Preacher and LGBTQ activist (1935–1982)

Raymond Broshears (February 14, 1935 - January 10, 1982) was a gay Pentecostal Evangelist preacher and activist who founded the Lavender Panthers, an armed self-defense group for the LGBT community in San Francisco, active from the summer of 1973 until the spring of 1974. He also helped organize the first gay pride march in San Francisco in June 1972 and founded the Orthodox Episcopal Church of God.

== Background ==
After enlisting in the Navy in the 1950s, Raymond Broshears was discharged for a head injury. He enrolled in the Pentecostal Robert E. Lee Bible College in Cleveland, Tennessee in the mid fifties, and became a travelling preacher in the early 1960s. He claimed to have been the roommate of David Ferrie, arrested for alleged involvement in the assassination of John F. Kennedy. However some have rejected his claim.

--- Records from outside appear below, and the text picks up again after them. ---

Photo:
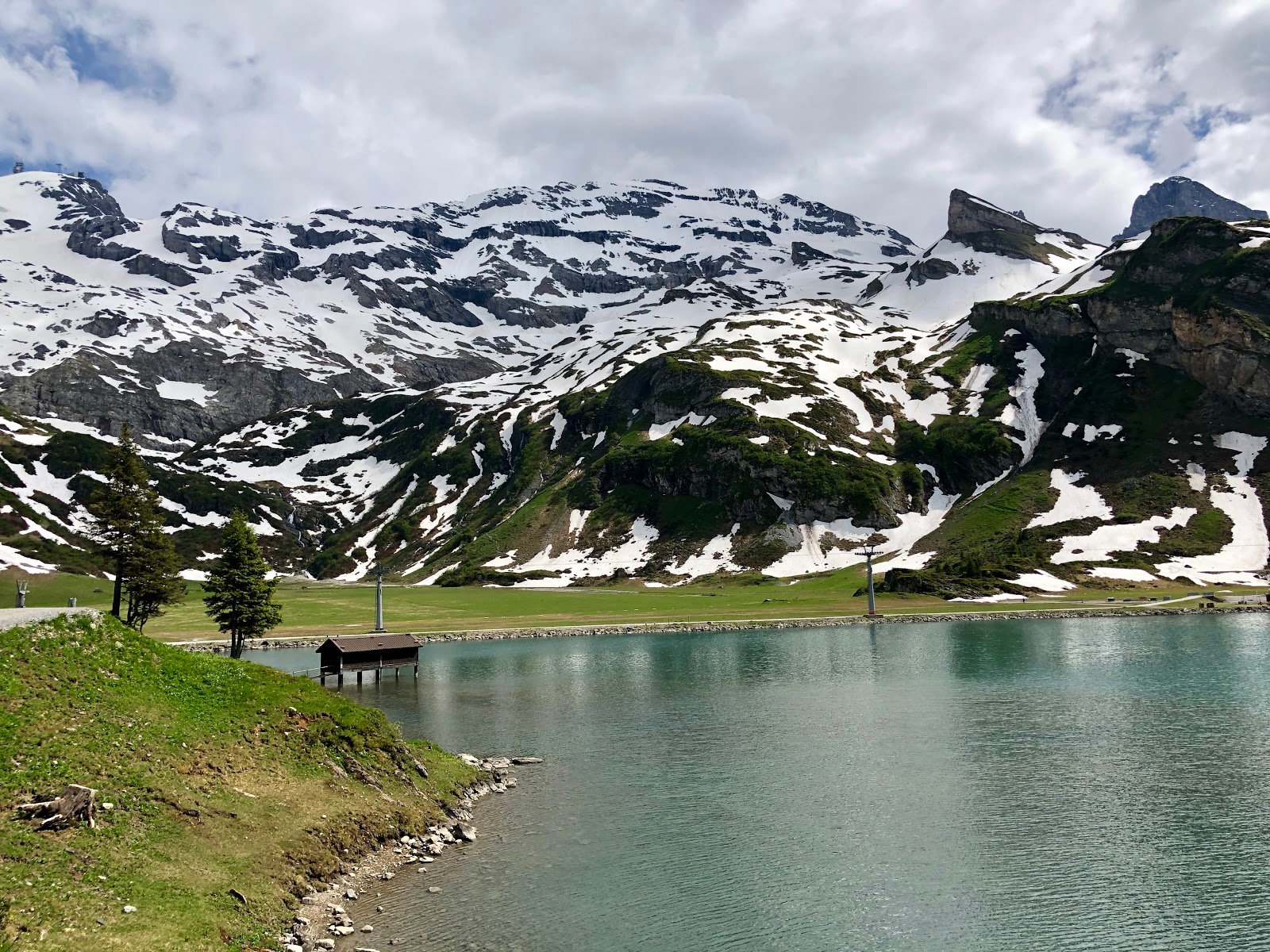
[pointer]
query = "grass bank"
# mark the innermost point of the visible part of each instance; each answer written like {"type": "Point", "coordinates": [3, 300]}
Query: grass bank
{"type": "Point", "coordinates": [222, 774]}
{"type": "Point", "coordinates": [318, 609]}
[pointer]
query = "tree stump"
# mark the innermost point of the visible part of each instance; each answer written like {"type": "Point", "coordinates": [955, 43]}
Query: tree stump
{"type": "Point", "coordinates": [76, 804]}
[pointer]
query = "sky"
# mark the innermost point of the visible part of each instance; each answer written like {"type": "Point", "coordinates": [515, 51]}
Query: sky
{"type": "Point", "coordinates": [1066, 109]}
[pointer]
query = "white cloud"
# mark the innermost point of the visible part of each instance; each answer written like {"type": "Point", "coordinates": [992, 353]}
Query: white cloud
{"type": "Point", "coordinates": [1067, 109]}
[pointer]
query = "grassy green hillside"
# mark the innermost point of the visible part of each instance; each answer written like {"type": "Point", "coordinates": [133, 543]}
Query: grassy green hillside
{"type": "Point", "coordinates": [221, 777]}
{"type": "Point", "coordinates": [318, 609]}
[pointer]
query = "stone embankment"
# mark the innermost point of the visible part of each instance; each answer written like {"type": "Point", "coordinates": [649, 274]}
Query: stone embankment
{"type": "Point", "coordinates": [336, 912]}
{"type": "Point", "coordinates": [752, 624]}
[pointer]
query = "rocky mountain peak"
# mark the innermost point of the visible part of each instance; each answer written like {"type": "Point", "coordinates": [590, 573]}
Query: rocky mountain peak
{"type": "Point", "coordinates": [971, 215]}
{"type": "Point", "coordinates": [1179, 196]}
{"type": "Point", "coordinates": [986, 228]}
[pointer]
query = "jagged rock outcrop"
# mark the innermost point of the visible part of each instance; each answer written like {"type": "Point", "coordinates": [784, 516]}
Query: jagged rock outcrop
{"type": "Point", "coordinates": [983, 226]}
{"type": "Point", "coordinates": [1179, 196]}
{"type": "Point", "coordinates": [1191, 298]}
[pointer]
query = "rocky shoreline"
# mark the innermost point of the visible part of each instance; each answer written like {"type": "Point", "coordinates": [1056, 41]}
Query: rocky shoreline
{"type": "Point", "coordinates": [329, 916]}
{"type": "Point", "coordinates": [755, 624]}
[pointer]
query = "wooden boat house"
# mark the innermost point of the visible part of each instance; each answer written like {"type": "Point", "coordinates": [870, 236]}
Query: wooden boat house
{"type": "Point", "coordinates": [368, 653]}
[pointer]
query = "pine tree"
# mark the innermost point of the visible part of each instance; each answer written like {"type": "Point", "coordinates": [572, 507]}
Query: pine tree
{"type": "Point", "coordinates": [125, 512]}
{"type": "Point", "coordinates": [239, 594]}
{"type": "Point", "coordinates": [154, 579]}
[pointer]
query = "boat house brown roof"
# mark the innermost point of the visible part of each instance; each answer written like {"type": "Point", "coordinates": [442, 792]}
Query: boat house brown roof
{"type": "Point", "coordinates": [370, 643]}
{"type": "Point", "coordinates": [365, 653]}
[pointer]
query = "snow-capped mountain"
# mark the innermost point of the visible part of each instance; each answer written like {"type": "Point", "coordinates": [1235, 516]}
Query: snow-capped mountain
{"type": "Point", "coordinates": [203, 319]}
{"type": "Point", "coordinates": [581, 382]}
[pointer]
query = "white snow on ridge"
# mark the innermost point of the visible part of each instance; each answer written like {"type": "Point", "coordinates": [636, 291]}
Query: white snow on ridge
{"type": "Point", "coordinates": [1022, 414]}
{"type": "Point", "coordinates": [1073, 501]}
{"type": "Point", "coordinates": [1121, 537]}
{"type": "Point", "coordinates": [664, 429]}
{"type": "Point", "coordinates": [1249, 549]}
{"type": "Point", "coordinates": [1122, 574]}
{"type": "Point", "coordinates": [575, 564]}
{"type": "Point", "coordinates": [1246, 450]}
{"type": "Point", "coordinates": [1043, 581]}
{"type": "Point", "coordinates": [179, 390]}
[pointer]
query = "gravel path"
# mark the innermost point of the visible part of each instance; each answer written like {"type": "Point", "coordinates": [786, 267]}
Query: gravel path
{"type": "Point", "coordinates": [10, 617]}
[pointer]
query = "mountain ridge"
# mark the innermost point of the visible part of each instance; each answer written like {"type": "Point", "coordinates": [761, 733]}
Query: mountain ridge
{"type": "Point", "coordinates": [578, 384]}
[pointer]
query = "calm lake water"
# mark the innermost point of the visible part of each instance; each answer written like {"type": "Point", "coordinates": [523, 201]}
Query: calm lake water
{"type": "Point", "coordinates": [1049, 785]}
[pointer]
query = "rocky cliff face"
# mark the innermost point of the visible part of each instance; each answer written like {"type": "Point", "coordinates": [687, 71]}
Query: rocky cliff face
{"type": "Point", "coordinates": [1194, 296]}
{"type": "Point", "coordinates": [1179, 196]}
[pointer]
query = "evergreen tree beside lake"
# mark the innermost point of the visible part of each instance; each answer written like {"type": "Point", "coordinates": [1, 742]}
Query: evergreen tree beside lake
{"type": "Point", "coordinates": [127, 528]}
{"type": "Point", "coordinates": [239, 592]}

Broshears moved west to Long Beach, California, and established a ministry and community centre on Skid Row designed to improve the quality of life for people living below the poverty line. By Christmas 1965 he moved to San Francisco where he lived for the rest of his life, having founded the short lived Lavendar Panthers, Gay Crusaider newsletters, and Open Hand, a center and food bank for poor gay people and others.

The late 60s and early 70s were a dangerous time politically for queer people, and Broshears picked up on a lack of protection from local law enforcement. He created the Lavender Panthers in response. The organisation was formed in July 1973, following a violent attack outside of Broshears’ community centre, Helping Hands, that left him unconscious.

== Controversy ==
Broshears' go-to response to violence and the threatening letters he constantly received was to report the actions to either the San Francisco Police Department, or the FBI; the latter of which has a file of three hundred pages of reports and documents on him; communications between Broshears and various special agents, as well as a large volume of threats he received. Newspaper articles flanked by hate speech and explicit threats were regularly mailed to Broshears.

Other gay rights organizations, however, saw the aggressive tactics that the Lavender Panthers were using, and were threatened.